From Data to Knowledge: Spark, Data Lakes, and the Return of SQL
From this video, you’ll learn how organizations are getting from data to insight.
Modern data platforms have lowered the cost of storing and processing data, which means organizations can afford to keep more data and more varieties of data -- including unstructured data. Of course, now they need to do something with it. From data to knowledge to actionable insight is the path to wisdom. For querying large volumes of data, SQL on Hadoop has emerged, along with technologies like Spark that has moved Hadoop beyond batch processing. Likewise, data lakes have become a way to create a unified repository that serves multiple analytic use cases, but they’ve increased concerns about data governance.
We're talking about modern data platforms, and we talked about the fact that the lowering cost of storing and processing data has enabled companies to store more data than they ever have before, particularly unstructured data, which was perhaps previously somewhat ignored.
Gaining Knowledge from Data
It's important to acknowledge, though, of course, that just storing data is one thing. It's what you do with it that counts.

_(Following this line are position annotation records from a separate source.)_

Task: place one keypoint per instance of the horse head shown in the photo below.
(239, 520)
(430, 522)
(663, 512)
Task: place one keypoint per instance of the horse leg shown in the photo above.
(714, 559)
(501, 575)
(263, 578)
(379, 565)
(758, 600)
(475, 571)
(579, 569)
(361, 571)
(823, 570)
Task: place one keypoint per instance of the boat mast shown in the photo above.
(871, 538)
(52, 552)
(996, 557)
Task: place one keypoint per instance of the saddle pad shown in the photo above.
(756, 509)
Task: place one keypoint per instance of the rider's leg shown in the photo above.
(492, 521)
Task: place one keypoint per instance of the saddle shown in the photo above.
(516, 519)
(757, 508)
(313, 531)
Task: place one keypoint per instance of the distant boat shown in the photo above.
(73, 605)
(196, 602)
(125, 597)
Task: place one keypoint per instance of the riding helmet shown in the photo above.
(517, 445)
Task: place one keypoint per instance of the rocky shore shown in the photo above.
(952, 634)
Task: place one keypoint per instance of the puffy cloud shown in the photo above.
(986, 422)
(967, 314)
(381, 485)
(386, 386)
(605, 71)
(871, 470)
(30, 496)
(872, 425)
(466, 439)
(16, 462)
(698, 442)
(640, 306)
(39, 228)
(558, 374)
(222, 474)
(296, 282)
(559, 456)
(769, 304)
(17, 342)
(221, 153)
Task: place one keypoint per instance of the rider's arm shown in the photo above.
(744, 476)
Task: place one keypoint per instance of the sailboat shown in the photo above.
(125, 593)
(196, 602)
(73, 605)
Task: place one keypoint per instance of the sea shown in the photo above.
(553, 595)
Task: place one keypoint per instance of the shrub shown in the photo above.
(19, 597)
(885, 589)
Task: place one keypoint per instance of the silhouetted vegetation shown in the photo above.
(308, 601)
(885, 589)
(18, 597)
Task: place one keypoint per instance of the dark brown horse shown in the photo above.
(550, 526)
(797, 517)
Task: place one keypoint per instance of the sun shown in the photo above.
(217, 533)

And it's going from data to knowledge to insight in terms of actually bringing those data points together that enables organizations to generate wisdom and then obviously get value from storing that data, which is what this absolutely has to be about fundamentally.
And the way that we've seen organizations do that is obviously through querying data. And the way that most organizations have traditionally done that has been with SQL. Hence, we've seen SQL coming to NoSQL environments and also SQL on Hadoop.
The Return of SQL
Now, we see some people talking a lot about the return of SQL as if it went away and came back. Actually, nobody stopped using SQL. Obviously, for a while, people were interested perhaps more in some emerging platforms, but nobody stopped using SQL. So, really, what we have here is about bringing the way in which people want to query and analyze their data to the environments in which that data is now stored.
One of the technologies that a lot of people are using to perform SQL on Hadoop querying is Apache Spark. And Apache Spark is not the only project, but it's a very interesting project in the evolution of Hadoop beyond just batch processing.
And we certainly see that Spark is gonna be fundamental to the use cases that people are putting to their Hadoop environments in the coming years. And we see that as being really a sort of in-memory, high-performance processing layer that the analytics provider is also taking advantage of in order to provide that high performance analytics on top of large volumes of data.
If we think about the evolution of Hadoop, as well, we can't ignore data lakes. Now, a data lake is a term that has sprung up in the last couple of years. It really describes a unified data repository for serving multiple analytic use cases, mostly on Hadoop, not necessarily only on Hadoop. It could involve cloud storage or even potentially a relational database.
I think the key thing here is that unified repository. In order to do that, of course, you can't just put everything in a Hadoop environment and expect to get the right answers out when you come and query that. So, we increasingly see that organizations are focusing on, you know, some traditional somewhat boring issues like data governance and data management to actually provide that understanding of what is in that environment. And having done so, they can then open up access to that environment to business users and data analysts. So, that focus on data governance actually enables a self service environment.